CLASS C (minimum age 18): A Class C license is issued to those persons 18 years of age or older who have demonstrated their qualifications to operate any single vehicle with a gross vehicle weight rating of not more than 26,000 pounds or any combination of vehicles, except combination vehicles involving motorcycles, that does not meet the definition of a Class A or Class B vehicle. Where required, appropriate endorsements must be obtained.


----------



## John_DeereGreen

No class C needed if you are under 26001, not transporting a placardable amount of hazmat, not in a vehicle capable of transporting 16 or more passengers including the driver, and not in a school bus. If you’re in any of the above, you’d need the class C.

I can’t find a definitive answer on the medical card, but since the vehicle is registered (or appears to be registered) commercially, and is over the 10k GVW, no matter what the actual usage is, a medical card seems to be a requirement. 

I have IFTA stickers on my F350 and I have to track mileage and fuel purchased out of state no matter if it is a commercial trip or a personal trip.


----------



## Hydromaster

The class “c” in the lowest lic
Or the lic everyone is issued after their
Learning permit


----------



## Hydromaster

I don’t have a med card
Fuel receipts are a record them selves
Never used a log book

Got stoped one time , dot officer
Was just concerned with safety,
Trailer chains with the swag- tags
Lights , having lug nuts on all of the studs
Fire extinguisher yada yada , never asked to see my lic


----------



## Hydromaster

ps 
They can’t make a private vehicle stop
Without cause. 

That sign telling you to stop if pulling a trailer 
Is not valid . 

In North Dakota they have a sign they put up 
That says all diesel vehicles “must stop.”
I just drive by.( there looking for red fuel)

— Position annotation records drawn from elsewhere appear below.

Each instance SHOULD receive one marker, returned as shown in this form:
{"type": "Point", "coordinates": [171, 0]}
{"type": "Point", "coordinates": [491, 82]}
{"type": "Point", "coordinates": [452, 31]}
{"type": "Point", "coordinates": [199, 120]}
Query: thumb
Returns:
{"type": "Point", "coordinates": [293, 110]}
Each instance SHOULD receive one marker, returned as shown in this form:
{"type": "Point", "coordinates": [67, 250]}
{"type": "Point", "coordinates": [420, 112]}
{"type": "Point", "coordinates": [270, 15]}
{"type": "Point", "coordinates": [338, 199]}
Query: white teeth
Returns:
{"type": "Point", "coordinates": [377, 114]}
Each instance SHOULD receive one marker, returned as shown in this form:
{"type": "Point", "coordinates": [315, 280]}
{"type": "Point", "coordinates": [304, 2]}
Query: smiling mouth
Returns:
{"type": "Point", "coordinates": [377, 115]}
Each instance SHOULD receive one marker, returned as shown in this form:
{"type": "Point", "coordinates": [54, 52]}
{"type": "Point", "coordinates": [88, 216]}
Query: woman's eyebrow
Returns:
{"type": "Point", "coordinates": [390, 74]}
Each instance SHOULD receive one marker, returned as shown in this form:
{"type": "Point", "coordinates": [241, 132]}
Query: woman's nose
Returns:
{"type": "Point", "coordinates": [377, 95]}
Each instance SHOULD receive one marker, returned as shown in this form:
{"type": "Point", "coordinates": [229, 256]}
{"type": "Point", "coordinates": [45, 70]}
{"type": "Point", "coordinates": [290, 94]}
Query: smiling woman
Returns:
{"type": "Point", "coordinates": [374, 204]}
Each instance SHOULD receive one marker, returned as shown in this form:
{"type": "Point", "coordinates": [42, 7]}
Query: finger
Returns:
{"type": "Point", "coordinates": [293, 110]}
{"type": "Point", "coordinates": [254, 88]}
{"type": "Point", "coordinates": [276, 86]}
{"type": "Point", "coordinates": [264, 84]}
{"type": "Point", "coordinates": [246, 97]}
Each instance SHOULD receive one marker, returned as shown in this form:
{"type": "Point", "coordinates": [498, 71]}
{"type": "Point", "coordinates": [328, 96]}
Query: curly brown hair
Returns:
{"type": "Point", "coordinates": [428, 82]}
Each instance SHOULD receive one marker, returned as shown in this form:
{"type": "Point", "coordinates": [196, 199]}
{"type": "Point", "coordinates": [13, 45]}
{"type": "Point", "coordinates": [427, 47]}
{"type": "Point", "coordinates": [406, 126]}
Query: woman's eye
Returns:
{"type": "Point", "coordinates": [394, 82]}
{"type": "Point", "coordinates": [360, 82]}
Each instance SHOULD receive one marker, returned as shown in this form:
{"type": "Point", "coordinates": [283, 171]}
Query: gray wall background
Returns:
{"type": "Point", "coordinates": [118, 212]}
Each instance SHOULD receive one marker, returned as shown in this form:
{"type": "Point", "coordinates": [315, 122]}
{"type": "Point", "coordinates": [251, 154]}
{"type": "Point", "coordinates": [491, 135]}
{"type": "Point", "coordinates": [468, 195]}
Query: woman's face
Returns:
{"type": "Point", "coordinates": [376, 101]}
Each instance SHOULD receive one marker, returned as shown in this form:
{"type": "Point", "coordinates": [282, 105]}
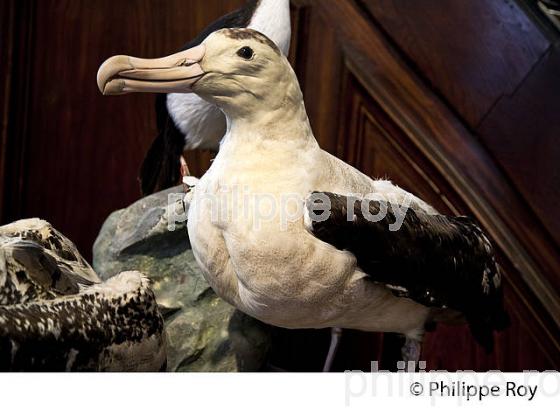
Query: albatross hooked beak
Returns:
{"type": "Point", "coordinates": [175, 73]}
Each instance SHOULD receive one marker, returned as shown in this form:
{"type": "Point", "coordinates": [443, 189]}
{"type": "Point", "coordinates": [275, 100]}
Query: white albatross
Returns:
{"type": "Point", "coordinates": [257, 252]}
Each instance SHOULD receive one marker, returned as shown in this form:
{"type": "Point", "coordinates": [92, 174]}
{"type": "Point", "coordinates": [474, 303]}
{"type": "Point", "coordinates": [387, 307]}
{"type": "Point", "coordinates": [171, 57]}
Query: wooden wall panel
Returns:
{"type": "Point", "coordinates": [495, 67]}
{"type": "Point", "coordinates": [472, 52]}
{"type": "Point", "coordinates": [80, 152]}
{"type": "Point", "coordinates": [390, 122]}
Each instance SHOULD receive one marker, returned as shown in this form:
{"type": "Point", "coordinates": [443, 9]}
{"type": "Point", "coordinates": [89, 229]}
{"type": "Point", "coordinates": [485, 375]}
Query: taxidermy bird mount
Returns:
{"type": "Point", "coordinates": [272, 267]}
{"type": "Point", "coordinates": [187, 122]}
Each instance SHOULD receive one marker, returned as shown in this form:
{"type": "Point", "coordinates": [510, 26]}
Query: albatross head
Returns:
{"type": "Point", "coordinates": [240, 70]}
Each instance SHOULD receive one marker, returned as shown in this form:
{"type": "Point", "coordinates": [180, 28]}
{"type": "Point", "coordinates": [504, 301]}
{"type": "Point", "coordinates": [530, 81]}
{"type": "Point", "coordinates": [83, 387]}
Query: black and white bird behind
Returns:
{"type": "Point", "coordinates": [57, 315]}
{"type": "Point", "coordinates": [185, 121]}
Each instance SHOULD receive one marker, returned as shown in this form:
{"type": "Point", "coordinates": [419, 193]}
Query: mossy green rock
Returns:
{"type": "Point", "coordinates": [204, 332]}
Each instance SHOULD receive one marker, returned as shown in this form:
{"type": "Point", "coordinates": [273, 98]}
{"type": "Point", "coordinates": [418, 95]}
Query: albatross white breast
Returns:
{"type": "Point", "coordinates": [246, 219]}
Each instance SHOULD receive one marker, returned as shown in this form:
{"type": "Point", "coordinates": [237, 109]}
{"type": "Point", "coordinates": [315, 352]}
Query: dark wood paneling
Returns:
{"type": "Point", "coordinates": [472, 51]}
{"type": "Point", "coordinates": [387, 120]}
{"type": "Point", "coordinates": [376, 146]}
{"type": "Point", "coordinates": [6, 52]}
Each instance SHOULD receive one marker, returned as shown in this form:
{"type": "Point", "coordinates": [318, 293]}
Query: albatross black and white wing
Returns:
{"type": "Point", "coordinates": [185, 121]}
{"type": "Point", "coordinates": [57, 315]}
{"type": "Point", "coordinates": [442, 262]}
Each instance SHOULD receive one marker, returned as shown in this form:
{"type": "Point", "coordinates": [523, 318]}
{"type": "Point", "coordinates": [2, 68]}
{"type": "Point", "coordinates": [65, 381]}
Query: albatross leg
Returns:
{"type": "Point", "coordinates": [411, 354]}
{"type": "Point", "coordinates": [336, 334]}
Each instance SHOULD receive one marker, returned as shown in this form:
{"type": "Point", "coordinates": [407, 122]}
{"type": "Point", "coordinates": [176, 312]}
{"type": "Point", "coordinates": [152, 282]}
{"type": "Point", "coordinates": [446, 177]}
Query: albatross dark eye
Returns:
{"type": "Point", "coordinates": [246, 53]}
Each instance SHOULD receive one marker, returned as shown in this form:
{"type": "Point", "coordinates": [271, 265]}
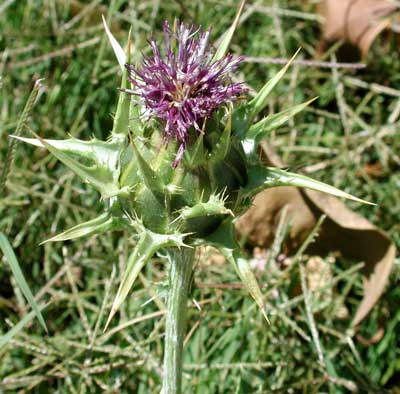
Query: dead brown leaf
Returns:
{"type": "Point", "coordinates": [343, 230]}
{"type": "Point", "coordinates": [356, 21]}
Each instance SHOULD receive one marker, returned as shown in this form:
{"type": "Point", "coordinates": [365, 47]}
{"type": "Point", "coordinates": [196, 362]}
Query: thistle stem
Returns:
{"type": "Point", "coordinates": [181, 266]}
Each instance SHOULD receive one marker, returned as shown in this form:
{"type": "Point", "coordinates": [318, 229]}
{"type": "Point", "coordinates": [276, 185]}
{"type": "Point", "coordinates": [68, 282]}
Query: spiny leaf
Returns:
{"type": "Point", "coordinates": [227, 37]}
{"type": "Point", "coordinates": [103, 223]}
{"type": "Point", "coordinates": [214, 206]}
{"type": "Point", "coordinates": [259, 102]}
{"type": "Point", "coordinates": [261, 129]}
{"type": "Point", "coordinates": [147, 245]}
{"type": "Point", "coordinates": [21, 124]}
{"type": "Point", "coordinates": [121, 120]}
{"type": "Point", "coordinates": [260, 178]}
{"type": "Point", "coordinates": [118, 51]}
{"type": "Point", "coordinates": [20, 278]}
{"type": "Point", "coordinates": [103, 174]}
{"type": "Point", "coordinates": [224, 240]}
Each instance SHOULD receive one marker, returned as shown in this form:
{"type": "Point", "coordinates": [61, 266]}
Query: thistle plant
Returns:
{"type": "Point", "coordinates": [180, 166]}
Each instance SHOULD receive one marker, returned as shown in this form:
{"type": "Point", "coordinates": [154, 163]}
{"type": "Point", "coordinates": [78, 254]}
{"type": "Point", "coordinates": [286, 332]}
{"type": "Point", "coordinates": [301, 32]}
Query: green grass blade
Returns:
{"type": "Point", "coordinates": [224, 240]}
{"type": "Point", "coordinates": [261, 129]}
{"type": "Point", "coordinates": [259, 102]}
{"type": "Point", "coordinates": [4, 339]}
{"type": "Point", "coordinates": [227, 36]}
{"type": "Point", "coordinates": [261, 178]}
{"type": "Point", "coordinates": [19, 277]}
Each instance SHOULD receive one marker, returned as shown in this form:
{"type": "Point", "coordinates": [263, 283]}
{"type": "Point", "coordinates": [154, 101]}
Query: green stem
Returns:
{"type": "Point", "coordinates": [181, 266]}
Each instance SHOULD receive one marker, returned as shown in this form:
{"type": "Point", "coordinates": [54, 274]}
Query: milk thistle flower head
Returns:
{"type": "Point", "coordinates": [173, 210]}
{"type": "Point", "coordinates": [186, 85]}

They can not stop without cause. 
Constitutionaly
I never have and they can’t pull you over
If you don’t stop .


It’s the law


----------



## John_DeereGreen

Hydromaster said:


> I don't have a med card
> Fuel receipts are a record them selves
> Never used a log book
> 
> Got stoped one time , dot officer
> Was just concerned with safety,
> Trailer chains with the swag- tags
> Lights , having lug nuts on all of the studs
> Fire extinguisher yada yada , never asked to see my lic


Paperwork is the first thing they check here. If it's not perfect then they start digging on the truck. If your paperwork is good then a walk around checking lights tires etc and they'll let you roll. Unless they see something in the walk around they don't like.


----------



## Hydromaster

John_DeereGreen said:


> Paperwork is the first thing they check here. If it's not perfect then they start digging on the truck. If your paperwork is good then a walk around checking lights tires etc and they'll let you roll. Unless they see something in the walk around they don't like.


Most of my hauling is very rural
the bigrig will show up then
We will offload parts from the truck onto my trailer and then I'll run out into the field or
out into a rural area I don't haul on the highways.

I think I/we blend in with a lot of the ranchers and they just don't bother with us too much

So you guys are telling me if you have DOT numbers on your plow truck that you're keeping a log book also?


----------



## John_DeereGreen

Hydromaster said:


> If I'm making deliveries for a pharmacy using a Mimi cooper.
> ( drugs are considered hazardous ) ( yet You don't need a hazmat endorsement)


Placardable amounts is what matters. You need to give up on this. You're only succeeding in making yourself look silly.


----------



## Ajlawn1

Aerospace Eng said:


> With respect to the trailer weight and the federal rules, you are wrong. Trailer weight does not count against the 26000 lb unless it is over 10K. I can drive a 26K truck, pulling a 10000 lb trailer, and no CDL or med card is required if it is for personal use. If commercial, I would need a class C and a med card, but not an A or B. If I have a trailer plated at 10001, then any tow vehicle with a GVWR of 16000 or over requires a class A. If I have a class B, I can drive a truck with a GVWR above 26000, but not towing anything heavier than 10,000.


I can see it the way you are describing by piecing it out... I have a truck at 26K and a trailer at 10K, but when you add the GVCW you are over... But the way I read Federal law is if the GVCW is over 26K, Class A.... If the trailer GVWR is over 10K, Class A... Pretty sure the private vs. commercial is irrelevant also unless you're a farmer... My guess is when DOT pulls you over you're going to be hit for something...

Pursuant to Federal standards, States issue CDLs and CLPs to drivers according to the following license classifications:

*Class A: *Any combination of vehicles which has a gross combination weight rating or gross combination weight of 11,794 kilograms or more (26,001 pounds or more) whichever is greater, inclusive of a towed unit(s) with a gross vehicle weight rating or gross vehicle weight of more than 4,536 kilograms (10,000 pounds) whichever is greater.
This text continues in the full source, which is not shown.